Los más altos cargos del transporte ferroviario español, Renfe y Adif, o sea, trenes e infraestructuras, han sido los primeros en señalar al conductor del Alvia como responsable del accidente de Santiago, donde al menos 78 personas han perdido la vida. Las manifestaciones de estos funcionarios, a los que se ha unido la ministra de Fomento, coinciden en subrayar el buen funcionamiento de los sistemas mecánicos de seguridad.

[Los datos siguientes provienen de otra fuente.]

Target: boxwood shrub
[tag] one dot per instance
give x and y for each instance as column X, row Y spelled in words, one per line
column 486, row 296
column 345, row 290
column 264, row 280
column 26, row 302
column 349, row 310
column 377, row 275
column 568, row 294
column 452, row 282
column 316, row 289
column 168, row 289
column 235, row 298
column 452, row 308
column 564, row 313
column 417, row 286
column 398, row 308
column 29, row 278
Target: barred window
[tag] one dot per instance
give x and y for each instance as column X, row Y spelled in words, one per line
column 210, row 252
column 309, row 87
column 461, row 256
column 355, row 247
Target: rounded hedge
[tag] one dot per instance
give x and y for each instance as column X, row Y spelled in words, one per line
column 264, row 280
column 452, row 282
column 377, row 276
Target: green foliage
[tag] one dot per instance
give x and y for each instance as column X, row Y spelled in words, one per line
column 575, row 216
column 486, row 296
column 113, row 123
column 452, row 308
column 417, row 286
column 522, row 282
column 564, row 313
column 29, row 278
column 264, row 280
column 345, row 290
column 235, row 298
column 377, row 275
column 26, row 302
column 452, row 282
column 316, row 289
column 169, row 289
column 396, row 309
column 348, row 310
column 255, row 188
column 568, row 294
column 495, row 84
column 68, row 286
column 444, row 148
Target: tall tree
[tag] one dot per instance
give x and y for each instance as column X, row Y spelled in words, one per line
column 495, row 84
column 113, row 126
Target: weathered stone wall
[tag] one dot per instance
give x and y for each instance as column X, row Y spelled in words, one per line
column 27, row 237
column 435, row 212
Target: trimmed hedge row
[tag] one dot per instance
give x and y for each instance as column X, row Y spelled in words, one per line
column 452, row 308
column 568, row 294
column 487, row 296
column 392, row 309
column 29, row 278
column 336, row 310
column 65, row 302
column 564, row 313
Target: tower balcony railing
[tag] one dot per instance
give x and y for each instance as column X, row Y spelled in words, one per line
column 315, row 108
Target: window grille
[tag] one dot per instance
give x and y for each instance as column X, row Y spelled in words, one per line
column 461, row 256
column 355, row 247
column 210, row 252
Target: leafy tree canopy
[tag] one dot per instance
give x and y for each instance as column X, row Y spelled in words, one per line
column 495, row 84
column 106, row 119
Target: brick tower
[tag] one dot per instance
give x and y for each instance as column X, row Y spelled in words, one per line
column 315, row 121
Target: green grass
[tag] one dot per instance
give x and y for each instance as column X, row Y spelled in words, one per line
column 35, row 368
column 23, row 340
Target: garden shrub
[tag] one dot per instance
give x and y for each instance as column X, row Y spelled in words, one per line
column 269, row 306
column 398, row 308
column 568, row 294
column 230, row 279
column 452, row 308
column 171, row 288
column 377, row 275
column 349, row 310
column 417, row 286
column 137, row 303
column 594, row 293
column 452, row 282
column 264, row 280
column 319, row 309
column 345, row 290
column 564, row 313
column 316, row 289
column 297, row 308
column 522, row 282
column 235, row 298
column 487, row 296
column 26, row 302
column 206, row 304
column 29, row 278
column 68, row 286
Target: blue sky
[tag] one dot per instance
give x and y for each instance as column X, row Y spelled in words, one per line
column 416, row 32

Todos esos pronunciamientos tienen dos elementos en común. El primero, que se producen antes de que el juez haya ordenado la inspección de la caja negra, donde se registran los pormenores del descarrilamiento tal como se vivieron en la cabina del piloto. Y la segunda, que no son oficiales, que ni siquiera tienen lugar en una conferencia de prensa institucional, lo que quiere decir que no hay aval del Estado. De la primera consideración se desprende que quizá las aseveraciones de los altos cargos son precipitadas, porque, ¿y si el tacógrafo evidenciara una anomalía mecánica? De la segunda, cabe presuponer que nadie quiere asumir responsabilidades directas, que carga sobre el maquinista.

Y es evidente que el piloto cometió un error. Aunque ahora, aconsejado por el abogado de su sindicato, prefiera no declarar ante la policía y espere a que el juez conozca el contenido de las grabaciones, es público y notorio que en el mismo momento del accidente y minutos después admitió haber circulado con un exceso de velocidad causante directo de la desgracia. No obstante, ¿en qué cabeza cabe que una empresa --pública o privada-- tome una distancia tan fría y tan liberadora de responsabilidad ante el fallo de un empleado, como si ella no tuviera nada que ver? ¿Alguien podría imaginarlo en una panificadora o en una cadena de montaje de coches?

Los ciudadanos quieren conocer los hechos, pero por encima de todo desean que no se repitan. Las comisiones de investigación tardarán mucho tiempo en echar luz sobre lo sucedido --hay experiencia en ese terreno--, pero lo imprescindible es mejorar todo aquello sobre lo que se cierna la sospecha de un pequeño fallo, de una mínima posibilidad de contribuir a que esto vuelva a ocurrir. El espectáculo de autoridades que evacúan responsabilidades con sordina y apuntan al culpable evidente --¿único?-- del accidente es sumamente inquietante.